We want to build a sequential model. This means that the layers of our neural network are stacked sequentially. The approach is as follows:
1.  First implement a class to build a dense layer. We call it "NaiveDense"
2.  Implement a class ("NaiveSequential") to stack the layers sequentially and build a sequential model. 


In [None]:
# Implementing our dense layer class
class NaiveDense:
  def __init__(self, input_size, output_size, activation):  #input and output sizes for the layer
    self.activation = activation

    w_shape = (input_size, output_size)       # matrix of weights
    w_initial_value = tf.random.uniform(w_shape, minval=0, maxval=1e-1)
    self.w = tf.Variable(w_initial_value)     # we can only update values of tf.Variables

    b_shape = (output_size,)                  # vector of biases
    b_initial_value = tf.zeros(b_shape)
    self.b = tf.Variable(b_initial_value)

  def __call__(self, inputs):                 # executed when the class object is used as a function
    return self.activation(tf.matmul(inputs, self.w)+self.b)      # self.b is broadcasted

  @property                                   # enables us to use the method as an attribute
  def weights(self):
    return (self.w, self.b)

We implemented a dense layer.
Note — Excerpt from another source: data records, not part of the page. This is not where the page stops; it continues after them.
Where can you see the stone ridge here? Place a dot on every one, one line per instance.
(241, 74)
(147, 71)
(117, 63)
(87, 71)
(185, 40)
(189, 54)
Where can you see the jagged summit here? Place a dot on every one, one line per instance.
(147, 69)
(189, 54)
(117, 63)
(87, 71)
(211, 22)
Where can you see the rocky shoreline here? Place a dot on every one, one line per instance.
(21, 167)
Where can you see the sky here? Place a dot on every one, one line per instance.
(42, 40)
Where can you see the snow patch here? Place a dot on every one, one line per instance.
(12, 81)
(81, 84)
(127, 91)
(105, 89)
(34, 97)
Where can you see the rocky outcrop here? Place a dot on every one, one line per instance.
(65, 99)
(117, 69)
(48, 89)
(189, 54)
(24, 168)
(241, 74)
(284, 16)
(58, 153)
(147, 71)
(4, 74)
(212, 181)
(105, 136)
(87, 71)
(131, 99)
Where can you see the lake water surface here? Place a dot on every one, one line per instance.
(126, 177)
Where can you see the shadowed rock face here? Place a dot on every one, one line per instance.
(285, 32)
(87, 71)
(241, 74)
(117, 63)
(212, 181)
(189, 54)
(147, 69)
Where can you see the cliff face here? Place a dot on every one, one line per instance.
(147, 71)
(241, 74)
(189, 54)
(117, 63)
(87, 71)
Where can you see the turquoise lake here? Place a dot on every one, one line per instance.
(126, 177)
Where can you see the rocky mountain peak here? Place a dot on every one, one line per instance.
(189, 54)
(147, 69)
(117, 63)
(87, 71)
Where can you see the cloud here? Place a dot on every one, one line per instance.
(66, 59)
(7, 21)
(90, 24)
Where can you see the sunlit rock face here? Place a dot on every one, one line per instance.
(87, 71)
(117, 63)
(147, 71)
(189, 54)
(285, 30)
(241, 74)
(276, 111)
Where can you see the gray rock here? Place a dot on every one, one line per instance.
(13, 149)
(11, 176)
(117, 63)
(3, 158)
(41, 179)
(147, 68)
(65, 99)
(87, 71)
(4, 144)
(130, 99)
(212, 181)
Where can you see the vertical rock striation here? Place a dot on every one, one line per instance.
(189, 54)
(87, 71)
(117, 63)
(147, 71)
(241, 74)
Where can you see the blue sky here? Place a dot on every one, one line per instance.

Now we will stack them together sequentially in our NaiveSequential class

In [None]:
class NaiveSequential:
  def __init__(self,layers):    # layers: list of layer objects
    self.layers = layers

  def __call__(self, inputs):   
    x = inputs
    for layer in self.layers:     #ouptut of the prev layer is the input to the next layer
      x = layer(x)
    return x

  @property
  def weights(self):
    weights = []
    for layer in self.layers:     # save weights of each layer to a list
      weights += layer.weights    # Q: What does layer.weights return? 
    return weights                # A: layer.weights calls the function layer.weights() since it decorated with @property. It returns (w,b)



Sequential stacking of dense layer is implemented.

Instantiate NaiveSequential class and make our first NN model.

In [None]:
# define the model
# YOUR CODE HERE

#  Q: What input argument does NaiveSequential take? A: list of layer objects
#  Q: What is the input and output dimension of the overall model? A: input dim = 784, output dim = 10
#  Q: Can the output_size of 1 layer be different from the input_size of the next layer? A: No, they have to be the same.

'model' is the object of 'NaiveSequential' class. This class has 'weights' as one of the methods of the class which is accessed using 'model.weights'. When 'NaiveDense' class is used as a function it will return the initial values of weights and biases.

In [None]:
# YOUR CODE HERE

The sequential model is untrained and currently not useful.

We must train the model to make it learn useful representaions but first we need data.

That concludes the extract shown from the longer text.